The Goddess dances
- Ashwin Mohan
Photo: Srivatsa

January 30, 2014

Anita Ratnam presented a solo piece on Lakshmi at Alliance Francaise Bangalore on the 26th of January 2014.

Ashish Khokar introduced Anita Ratnam in his signature style. I was bracing myself for a letdown because he was saying such wonderful things about her that it seemed a bit inflated to me. In addition it was to be a solo. There are very few artistes who can take control of the entire space of a stage. Even two artistes cannot really liven up an entire stage without props. My eye searched for props, but there was nothing but a black cyclorama.

And then Anita emerged as if out of thin air. The music filled not only the space of the stage but also the whole auditorium. I immediately recognized the hand of Darbuka Siva in the music which Anita confirmed later in response to a question about the music. There were these Tamil phrases layering upon each other punctuated with chants about Lakshmi. Anita was wearing a toga designed to show her lower body, her legs draped in black merged with and emerged from the background of the cyc. The illusion was quite stunning, coupled with the music, and this created a very ethereal context right away.

Balanced and graceful, she moved through various narratives of the Goddess Lakshmi. Some I could recognize and some were quite rare legends, that I had no idea about yet.  Her grasp of the mythology was palpable. Not as a story but as an actual experience. She had lived through it and the legends lived on in her body. This bit was hard to explain; how did she imagine the role of a Goddess to such gestural detail? I wanted more; this performance was simply not going to quench my thirst for this master performer. I wasn’t expecting such an intense performance. Not everyone was having such intense reactions as me, but you could say confidently that they were riveted.
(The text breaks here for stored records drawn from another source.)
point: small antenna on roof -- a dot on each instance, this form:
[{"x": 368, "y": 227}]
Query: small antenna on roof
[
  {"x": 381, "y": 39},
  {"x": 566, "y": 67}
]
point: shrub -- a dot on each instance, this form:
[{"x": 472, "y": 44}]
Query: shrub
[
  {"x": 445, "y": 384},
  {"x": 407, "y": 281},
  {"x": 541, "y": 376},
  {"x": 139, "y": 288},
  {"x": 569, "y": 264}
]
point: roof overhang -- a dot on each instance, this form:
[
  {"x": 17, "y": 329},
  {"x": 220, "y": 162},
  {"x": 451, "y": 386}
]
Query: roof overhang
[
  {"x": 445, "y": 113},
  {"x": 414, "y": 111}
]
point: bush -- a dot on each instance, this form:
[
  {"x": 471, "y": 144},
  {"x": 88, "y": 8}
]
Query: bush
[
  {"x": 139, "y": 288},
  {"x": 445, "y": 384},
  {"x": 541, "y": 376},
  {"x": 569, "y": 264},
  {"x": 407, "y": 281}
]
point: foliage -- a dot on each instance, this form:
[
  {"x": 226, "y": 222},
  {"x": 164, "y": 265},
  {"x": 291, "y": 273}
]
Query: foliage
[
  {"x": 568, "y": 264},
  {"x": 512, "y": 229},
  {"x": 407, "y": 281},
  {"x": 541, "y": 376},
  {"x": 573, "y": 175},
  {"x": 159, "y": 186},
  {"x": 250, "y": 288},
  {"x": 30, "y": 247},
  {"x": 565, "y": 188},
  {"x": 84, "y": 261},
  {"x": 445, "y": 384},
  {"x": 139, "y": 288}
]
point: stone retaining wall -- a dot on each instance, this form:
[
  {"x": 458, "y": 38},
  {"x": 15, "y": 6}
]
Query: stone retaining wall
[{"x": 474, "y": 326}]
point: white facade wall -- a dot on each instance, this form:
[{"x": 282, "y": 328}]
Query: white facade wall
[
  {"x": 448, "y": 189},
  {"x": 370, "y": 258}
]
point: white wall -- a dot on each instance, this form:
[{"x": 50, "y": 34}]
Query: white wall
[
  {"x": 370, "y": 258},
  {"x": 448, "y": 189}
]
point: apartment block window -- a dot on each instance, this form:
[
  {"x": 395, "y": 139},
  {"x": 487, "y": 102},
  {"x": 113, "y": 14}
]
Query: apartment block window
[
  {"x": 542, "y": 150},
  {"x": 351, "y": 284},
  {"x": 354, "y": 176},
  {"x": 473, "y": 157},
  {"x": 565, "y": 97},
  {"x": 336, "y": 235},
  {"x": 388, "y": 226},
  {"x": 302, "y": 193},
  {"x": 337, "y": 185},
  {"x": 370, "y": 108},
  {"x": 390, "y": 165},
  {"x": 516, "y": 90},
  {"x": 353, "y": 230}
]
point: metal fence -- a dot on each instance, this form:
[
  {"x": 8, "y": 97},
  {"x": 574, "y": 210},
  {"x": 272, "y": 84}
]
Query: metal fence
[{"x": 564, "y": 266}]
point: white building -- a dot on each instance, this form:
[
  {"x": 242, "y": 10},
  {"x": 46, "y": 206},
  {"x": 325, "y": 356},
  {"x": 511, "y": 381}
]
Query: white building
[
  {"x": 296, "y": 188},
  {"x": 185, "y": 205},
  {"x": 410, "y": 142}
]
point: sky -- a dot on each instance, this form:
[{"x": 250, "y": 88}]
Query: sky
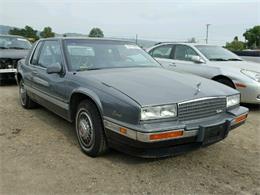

Nobody shifted. No one felt the urge to check facebook despite this being Bangalore.

Every detail was attended to by Anita and her team, her eyes, her makeup, her hair in a glorious braid, the colours and cut of the costume and those waving hands. Those hands were gliding effortlessly along the joints as if the tendons had no friction. I realized I wasn’t even breathing as I watched her glide and move, never repeating movements as contemporary dancers are wont to do. This was a story with no repetitions. Personally, I detest repetitions in form that most dancers use. Unless it forms a pleasing pattern that leads the eye into a larger perspective, or, it is so subtle it can only be seen on repetition, why repeat a movement? Don’t the viewers get credit for watching attentively and ingesting the movement the first time?

However, Anita simply sailed through the performance organically. Each movement building on another, you could say culminating on each other like fractals. The information from the first movement was alive even in the last. I had a quasi-spiritual experience. The music and the visuals were of the fine kind of aesthetic only a serious artiste can deliver. There was nothing in my memory I could compare what I was witnessing to. And when Anita exited the stage I had to fight the urge to follow her. I even embarrassed myself by saying aloud, “Don’t go.” The couple seated in front of me gave me amused smiles.